MODULE A: EVENT TERMS

1. ALTERATION OR CANCELLATION

  • 1.1 Postponement: We may postpone or change event details. Services apply to the revised event; no refunds are provided.

  • 1.2 Cancellation: If we cancel, we will issue a credit (less value of services already received). No refunds.

  • 1.4 Disrepute: We can terminate if you bring the event or company into disrepute.

3. PERSONAL DATA (DELEGATE DATA)

  • 3.1 Controller/Processor: We are the controller; you are the processor of shared Delegate Data. You must process data securely, only for planned activities, and delete it after services.

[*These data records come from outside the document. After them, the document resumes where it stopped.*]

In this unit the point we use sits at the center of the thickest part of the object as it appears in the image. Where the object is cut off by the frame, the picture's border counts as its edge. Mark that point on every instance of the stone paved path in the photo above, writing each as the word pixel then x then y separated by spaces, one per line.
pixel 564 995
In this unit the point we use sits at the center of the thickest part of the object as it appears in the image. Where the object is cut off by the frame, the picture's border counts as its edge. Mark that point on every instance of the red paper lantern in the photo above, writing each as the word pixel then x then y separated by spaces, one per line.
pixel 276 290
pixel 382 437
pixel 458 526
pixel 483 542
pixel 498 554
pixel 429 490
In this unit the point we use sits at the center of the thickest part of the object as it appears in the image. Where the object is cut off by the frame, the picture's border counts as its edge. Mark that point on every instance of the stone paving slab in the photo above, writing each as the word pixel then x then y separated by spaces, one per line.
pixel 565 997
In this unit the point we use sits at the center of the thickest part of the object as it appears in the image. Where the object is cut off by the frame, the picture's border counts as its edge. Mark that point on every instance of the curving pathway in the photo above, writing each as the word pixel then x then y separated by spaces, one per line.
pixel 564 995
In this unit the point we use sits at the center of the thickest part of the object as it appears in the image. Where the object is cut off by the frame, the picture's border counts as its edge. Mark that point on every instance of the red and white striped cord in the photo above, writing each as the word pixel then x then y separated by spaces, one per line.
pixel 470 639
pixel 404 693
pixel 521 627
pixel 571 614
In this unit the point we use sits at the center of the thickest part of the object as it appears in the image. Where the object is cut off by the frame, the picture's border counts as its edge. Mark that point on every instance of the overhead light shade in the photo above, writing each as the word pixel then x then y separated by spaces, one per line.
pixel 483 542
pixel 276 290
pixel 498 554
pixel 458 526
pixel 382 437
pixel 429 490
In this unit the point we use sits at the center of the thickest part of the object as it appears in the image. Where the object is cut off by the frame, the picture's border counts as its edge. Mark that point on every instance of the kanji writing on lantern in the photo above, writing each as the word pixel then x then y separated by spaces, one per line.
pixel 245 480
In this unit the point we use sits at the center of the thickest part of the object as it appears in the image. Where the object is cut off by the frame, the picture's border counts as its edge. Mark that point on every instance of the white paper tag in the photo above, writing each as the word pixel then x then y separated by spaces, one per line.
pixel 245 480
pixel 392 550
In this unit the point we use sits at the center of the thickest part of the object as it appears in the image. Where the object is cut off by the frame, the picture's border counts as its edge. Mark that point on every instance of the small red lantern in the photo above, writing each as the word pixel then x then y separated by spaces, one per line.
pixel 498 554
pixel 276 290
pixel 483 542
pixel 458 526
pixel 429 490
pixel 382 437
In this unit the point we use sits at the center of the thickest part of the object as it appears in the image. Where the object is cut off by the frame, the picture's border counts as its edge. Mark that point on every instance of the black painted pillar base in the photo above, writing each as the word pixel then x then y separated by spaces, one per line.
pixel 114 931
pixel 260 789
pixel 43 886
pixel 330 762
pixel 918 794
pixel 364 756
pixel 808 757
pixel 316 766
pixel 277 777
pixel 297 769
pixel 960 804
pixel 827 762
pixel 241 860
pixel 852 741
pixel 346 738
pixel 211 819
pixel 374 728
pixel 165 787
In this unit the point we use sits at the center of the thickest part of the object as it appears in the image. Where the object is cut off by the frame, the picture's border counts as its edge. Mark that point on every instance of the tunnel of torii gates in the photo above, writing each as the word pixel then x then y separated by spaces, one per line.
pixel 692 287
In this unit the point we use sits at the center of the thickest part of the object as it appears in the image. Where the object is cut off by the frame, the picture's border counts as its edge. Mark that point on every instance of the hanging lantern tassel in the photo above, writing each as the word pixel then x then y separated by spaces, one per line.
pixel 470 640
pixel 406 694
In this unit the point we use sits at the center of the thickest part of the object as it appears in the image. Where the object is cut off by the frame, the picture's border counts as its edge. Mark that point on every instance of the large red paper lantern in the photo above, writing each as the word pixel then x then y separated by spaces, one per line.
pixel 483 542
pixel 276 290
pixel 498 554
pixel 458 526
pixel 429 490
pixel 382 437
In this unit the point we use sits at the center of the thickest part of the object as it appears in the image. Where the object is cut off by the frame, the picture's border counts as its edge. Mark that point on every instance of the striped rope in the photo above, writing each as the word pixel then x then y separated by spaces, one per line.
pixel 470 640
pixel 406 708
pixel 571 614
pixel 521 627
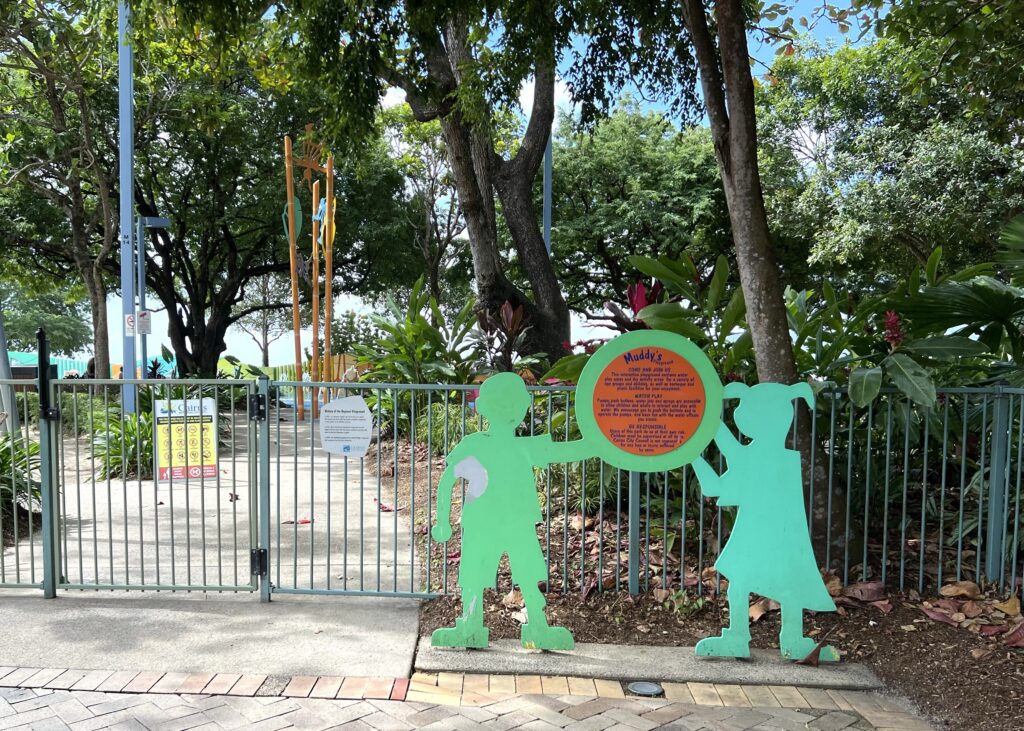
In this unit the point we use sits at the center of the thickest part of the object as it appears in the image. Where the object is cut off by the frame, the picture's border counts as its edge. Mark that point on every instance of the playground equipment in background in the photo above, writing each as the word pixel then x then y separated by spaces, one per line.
pixel 323 231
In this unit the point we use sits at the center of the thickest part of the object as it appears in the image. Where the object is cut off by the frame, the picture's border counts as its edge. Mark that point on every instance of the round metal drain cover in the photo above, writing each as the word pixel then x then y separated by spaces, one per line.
pixel 651 690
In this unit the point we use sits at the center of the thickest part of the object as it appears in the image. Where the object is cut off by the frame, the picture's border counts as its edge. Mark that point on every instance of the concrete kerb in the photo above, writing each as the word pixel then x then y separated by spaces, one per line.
pixel 637 662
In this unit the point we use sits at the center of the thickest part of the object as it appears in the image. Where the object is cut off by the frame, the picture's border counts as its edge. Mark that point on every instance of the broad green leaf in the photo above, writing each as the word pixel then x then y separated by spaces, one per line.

  • 3.3 Scanners: If provided, you receive first name, surname, job title, email, and company as a controller.

4. INDEMNITY

You indemnify us against losses arising from your breach of IP licenses, third-party IP claims against your marks, or breaches of law/regulations.


MODULE B: STAND SPACE

1. OCCUPATION

  • 1.1 Purpose: You may occupy space for exhibits during the event.

  • 1.2 Access: You must set up during Build-up and remove during Breakdown. We have access at all times.

  • 1.3 Subletting: Not permitted without consent.

  • 1.4 Restricted Area: Business must be conducted only from your stand.

2. CANCELLATION AND REDUCTION

  • 2.1 Notice: Cancellation must be sent via recorded delivery.

  • 2.2 Charges: Cancellation charges apply if you cancel, fail to pay, or fail to occupy space.

  • 3.1 Reduction: Reduction requests must be in writing; we may apply cancellation charges to the reduced area.

4. OBLIGATIONS AND RIGHTS

  • 4.1 Accuracy: Materials must not be obscene, defamatory, or infringing.

  • 4.3 Manning: Stands must be manned at all times during event hours.

  • 5.1 Flexibility: We may reallocate space, change layouts, or refuse admission to undesirable persons.


MODULE F: INSURANCE

Exhibitors must maintain Commercial General Liability Insurance with limits of at least $1,000,000 per occurrence and $2,000,000 aggregate. Certificates will be issued 30 days prior to the event.